Method development for the determination of iron in milligram amounts of rice plants (Oryza sativa L.) from cultivation experiments using graphite furnace atomic absorption spectrometry.

The amount of sample that is available for analysis in laboratory plant cultivation experiments is usually very limited. Highly sensitive analytical techniques are therefore required, even for elements that are present in the plants at mg g(-1) concentrations, and graphite furnace atomic absorption spectrometry (GFAAS) was chosen in this work because of its micro-sampling capability, and its relatively simple operation. Four micro-methods were investigated for the determination of iron in roots and leaves of rice plants: i) a micro-digestion with nitric and hydrochloric acids, ii) a slurry procedure using tetramethylammonium hydroxide (TMAH) tissue solubilizer, iii) a slurry prepared in 1.4 mol L(-1) nitric acid, and treated in an ultrasonic bath, and iv) the direct analysis of solid samples. The micro-digestion was suffering from high blank values and contamination problems, so that it could not be recommended for routine purposes. The TMAH method exhibited poor precision and occasional low recoveries, particularly for real samples. Direct solid sampling analysis gave results similar to those obtained with the slurry technique with ultrasonic agitation for the determination of iron in certified reference materials with iron content up to about 100 microg g(-1), but was too sensitive for the investigated rice plants, which had an iron content up to several mg g(-1). The slurry technique with ultrasonic treatment of the samples, suspended in dilute nitric acid, was finally adopted as the method of choice.
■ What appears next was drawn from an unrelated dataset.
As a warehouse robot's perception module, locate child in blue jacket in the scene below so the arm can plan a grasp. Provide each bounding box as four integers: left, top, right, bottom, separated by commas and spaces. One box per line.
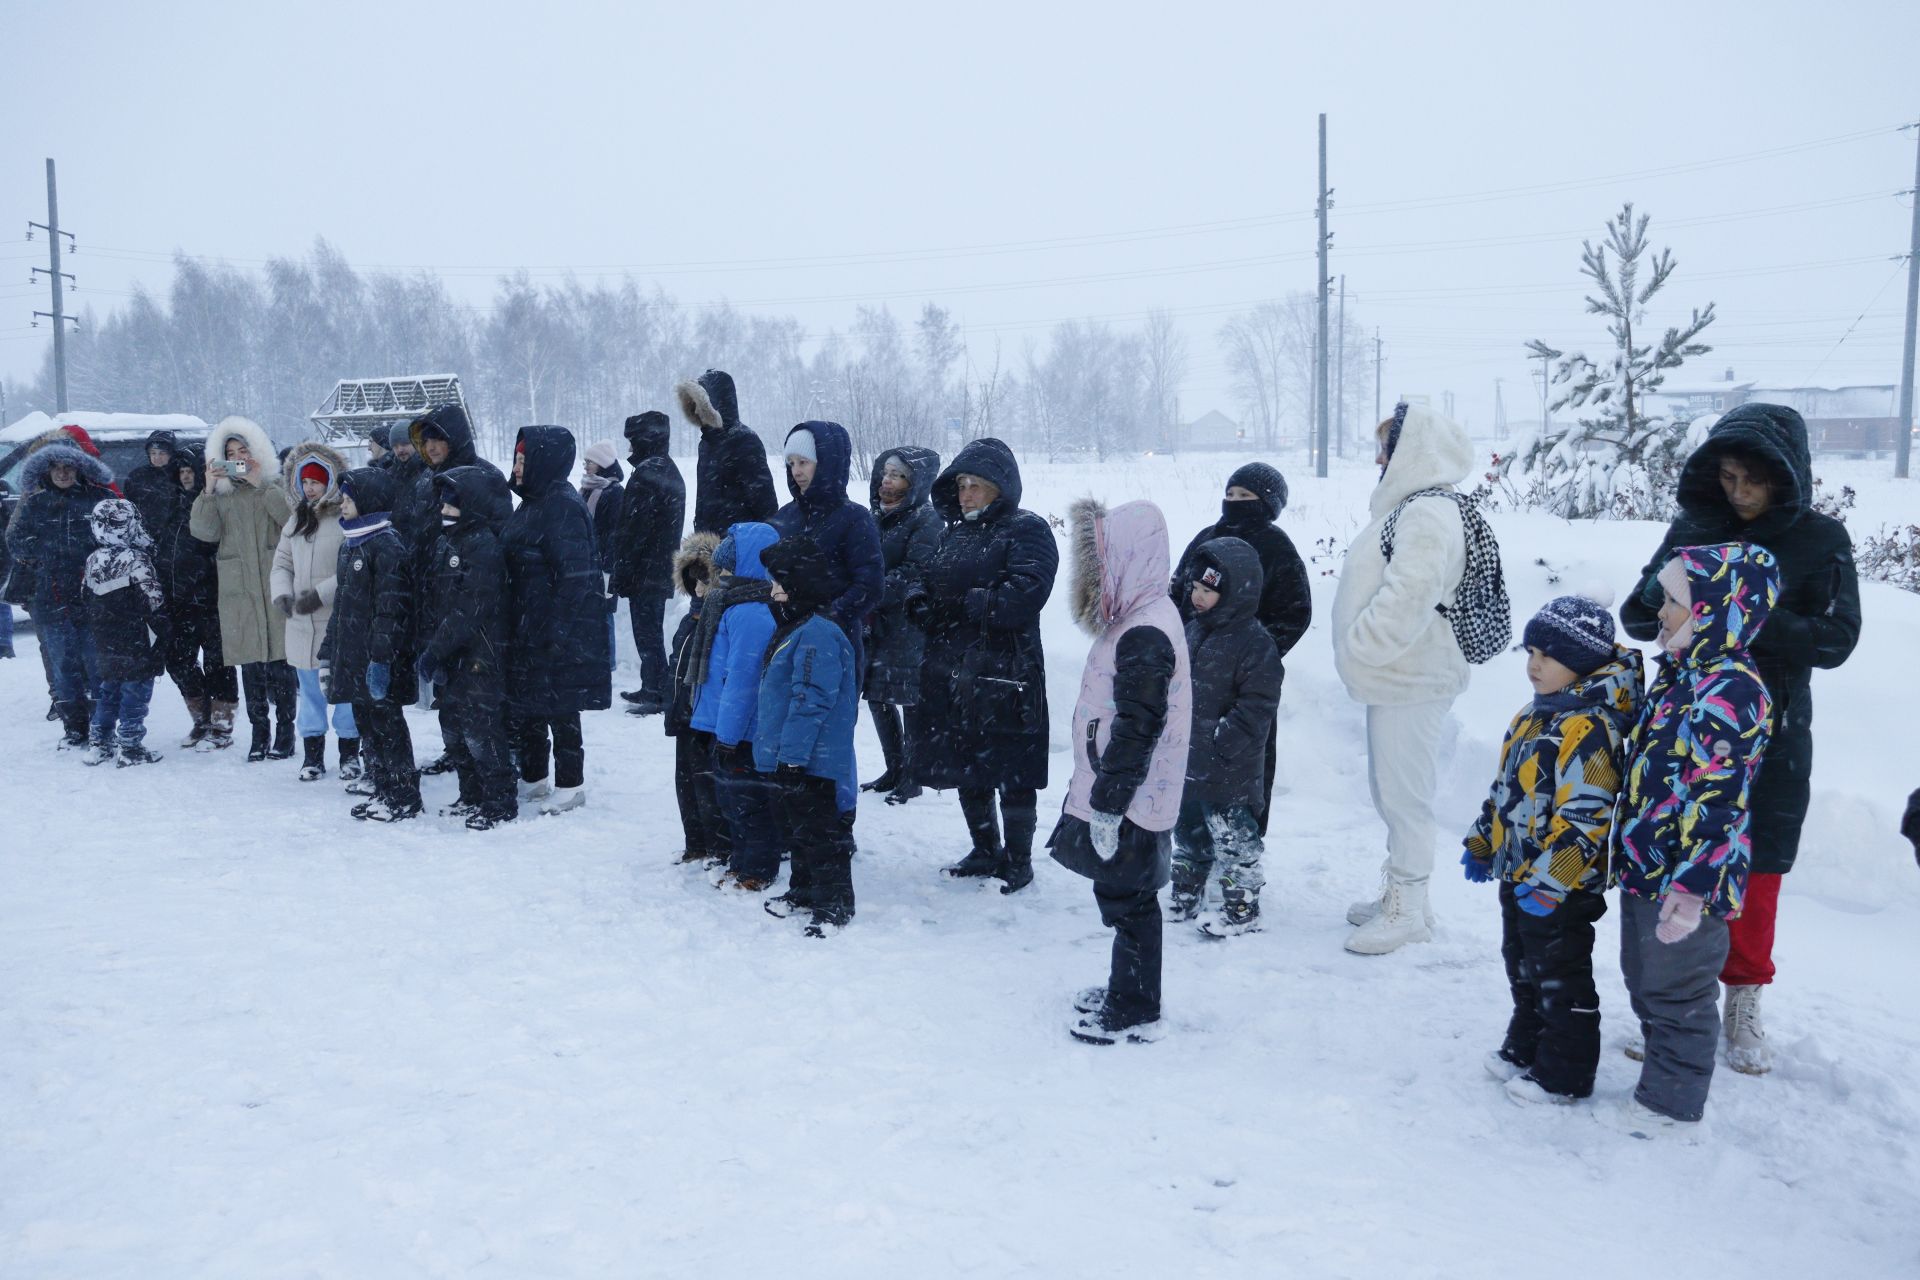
688, 521, 781, 889
756, 534, 860, 936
The method was then applied for the determination of iron in the leaves and in different compartments of the roots of two rice cultivars, one sensitive to iron toxicity, an important nutritional disorder, and the other one resistant to iron toxicity. The results suggest that the higher resistance to iron toxicity of the second cultivar is due to a smaller uptake of iron from the soil, resulting in lower iron levels in all compartments of the plant.